The history of Chinese Australians provides a unique chapter in the history of Australia. The country has a long history of contact with China, some of which may even predate Captain Cook's arrival in the 18th century. Chinese peoples are now considered to be the oldest continuous immigrants to Australia outside of those from Great Britain. However it was during the Australian Gold Rushes that vast numbers of Chinese made their way to Australia. This migration shaped and influenced Australian policy for over a hundred years. Racist fears about Chinese migration was one of the driving factors behind the Australian Federation. Despite these attitudes and restrictions many people with Chinese heritage have left their mark on Australian History.
==Earliest Chinese contact with Australia: pre-1848==

Some historians have theorised that Northern Indigenous Australians may even have had dealings with Chinese traders or come across Chinese goods particularly through trepanging. Gavin Menzies put forward the idea that Chinese fleets from the Ming dynasty may have found Australia but his views are widely disputed. Sir Joseph Banks was of the opinion that any British colony in Australia could be populated by 'useful inhabitants from China'.〔Eric Rolls (1992). Sojourners: flowers and the wide sea. University of Queensland Press. ISBN 0-7022-2478-2, pg 18〕 The first official undisputed link between China and Australia comes from the very beginning of the colony of New South Wales. The First Fleet ships, Scarborough, Charlotte and Lady Penrhyn, after dropping off their convict load, sailed for Canton to buy tea and other goods to sell on their return to England.〔Eric Rolls (1992). Sojourners: flowers and the wide sea. University of Queensland Press. ISBN 0-7022-2478-2, pg 19〕 The Bigge Report attributed the high level of tea drinking to 'the existence of an intercourse with China from the foundation of the Colony …' Many British East India Company ships used Australia as a port of call on their trips to and from buying tea from China. That the ships carrying such cargo had Chinese crew members is likely and that some of the crew and possibly passengers embarked at the port of Sydney is probable.

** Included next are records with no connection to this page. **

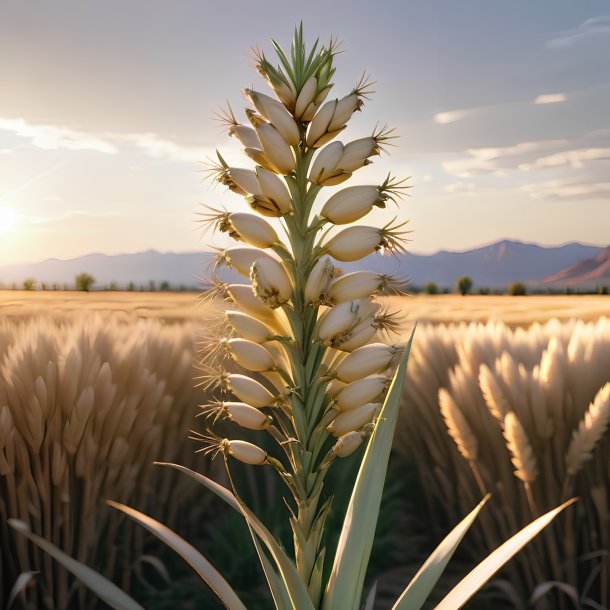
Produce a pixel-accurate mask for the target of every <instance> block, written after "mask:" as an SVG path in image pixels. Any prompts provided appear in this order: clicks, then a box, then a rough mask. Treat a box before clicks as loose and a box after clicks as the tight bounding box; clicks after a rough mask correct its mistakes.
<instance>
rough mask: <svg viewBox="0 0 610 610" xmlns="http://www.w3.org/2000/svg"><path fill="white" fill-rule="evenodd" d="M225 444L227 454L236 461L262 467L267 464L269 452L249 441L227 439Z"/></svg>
mask: <svg viewBox="0 0 610 610" xmlns="http://www.w3.org/2000/svg"><path fill="white" fill-rule="evenodd" d="M223 442H224V443H226V451H227V453H228V454H229V455H230V456H231V457H234V458H235V459H236V460H239V461H240V462H244V464H251V465H252V466H262V465H263V464H265V463H266V462H267V452H266V451H263V450H262V449H261V448H260V447H257V446H256V445H253V444H252V443H248V442H247V441H230V440H228V439H225V440H224V441H223Z"/></svg>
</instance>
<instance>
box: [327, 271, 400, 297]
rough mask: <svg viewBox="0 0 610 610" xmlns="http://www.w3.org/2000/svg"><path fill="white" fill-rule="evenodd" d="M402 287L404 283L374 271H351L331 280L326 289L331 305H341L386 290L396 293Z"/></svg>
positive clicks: (389, 275)
mask: <svg viewBox="0 0 610 610" xmlns="http://www.w3.org/2000/svg"><path fill="white" fill-rule="evenodd" d="M403 285H404V281H403V280H400V279H398V278H396V277H395V276H393V275H387V274H383V273H375V272H374V271H353V272H352V273H346V274H345V275H342V276H340V277H338V278H337V279H335V280H333V282H332V283H331V285H330V288H329V289H328V298H329V299H330V301H331V302H332V303H343V302H344V301H353V300H354V299H364V298H366V297H368V296H372V295H374V294H377V293H379V292H383V291H384V290H386V289H388V290H396V291H398V290H399V289H400V288H401V287H402V286H403Z"/></svg>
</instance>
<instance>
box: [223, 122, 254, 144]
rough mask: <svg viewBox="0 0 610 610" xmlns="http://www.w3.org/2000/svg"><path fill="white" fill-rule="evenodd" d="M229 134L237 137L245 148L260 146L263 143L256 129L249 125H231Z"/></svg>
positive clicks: (235, 137)
mask: <svg viewBox="0 0 610 610" xmlns="http://www.w3.org/2000/svg"><path fill="white" fill-rule="evenodd" d="M229 135H230V136H233V137H234V138H237V139H238V140H239V141H240V142H241V144H242V146H244V148H260V147H261V143H260V140H259V139H258V136H257V135H256V131H255V130H254V129H252V127H248V126H247V125H231V127H229Z"/></svg>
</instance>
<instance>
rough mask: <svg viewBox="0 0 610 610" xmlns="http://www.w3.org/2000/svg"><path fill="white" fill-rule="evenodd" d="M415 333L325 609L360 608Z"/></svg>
mask: <svg viewBox="0 0 610 610" xmlns="http://www.w3.org/2000/svg"><path fill="white" fill-rule="evenodd" d="M414 333H415V329H413V332H412V333H411V337H410V338H409V341H408V342H407V344H406V346H405V351H404V354H403V357H402V360H401V362H400V365H399V366H398V369H397V371H396V373H395V375H394V379H393V381H392V385H391V386H390V389H389V391H388V394H387V396H386V399H385V401H384V403H383V407H382V409H381V413H380V414H379V419H378V421H377V424H376V426H375V430H374V431H373V434H372V435H371V438H370V440H369V443H368V445H367V448H366V452H365V454H364V458H363V459H362V463H361V465H360V470H359V471H358V476H357V478H356V483H355V485H354V490H353V492H352V496H351V498H350V501H349V505H348V508H347V512H346V515H345V519H344V521H343V527H342V529H341V534H340V537H339V543H338V545H337V552H336V555H335V560H334V562H333V567H332V570H331V574H330V577H329V579H328V582H327V586H326V590H325V592H324V599H323V602H322V609H323V610H335V609H337V608H357V607H358V605H359V603H360V598H361V596H362V587H363V584H364V576H365V573H366V567H367V564H368V560H369V557H370V553H371V547H372V545H373V538H374V536H375V528H376V525H377V517H378V515H379V506H380V504H381V495H382V493H383V485H384V481H385V475H386V471H387V466H388V460H389V457H390V450H391V445H392V438H393V436H394V428H395V426H396V419H397V416H398V409H399V406H400V397H401V393H402V386H403V384H404V377H405V373H406V370H407V362H408V360H409V353H410V351H411V345H412V343H413V336H414ZM354 575H355V578H354Z"/></svg>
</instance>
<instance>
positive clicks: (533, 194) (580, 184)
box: [521, 177, 610, 200]
mask: <svg viewBox="0 0 610 610" xmlns="http://www.w3.org/2000/svg"><path fill="white" fill-rule="evenodd" d="M521 190H523V191H525V192H526V193H528V194H529V196H530V197H532V199H564V200H570V199H571V200H582V199H599V198H606V197H609V196H610V182H590V181H587V179H586V178H584V177H581V178H572V179H571V180H549V181H547V182H538V183H536V184H526V185H524V186H522V187H521Z"/></svg>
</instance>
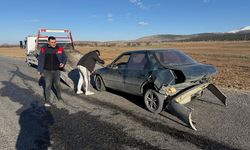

Certainly by 1818, Mak Sai Ying (also known as John Shying) had arrived and after a period of farming became, in 1829, the publican of ''The Lion'' in Parramatta. John Macarthur, a prominent pastoralist, employed three Chinese people on his properties in the 1820s and records may well have neglected others.〔Eric Rolls (1992). Sojourners: flowers and the wide sea. University of Queensland Press. ISBN 0-7022-2478-2, pg 32〕 Another way ethnic Chinese made it to Australia was from the new British possessions of Malaysia and Singapore.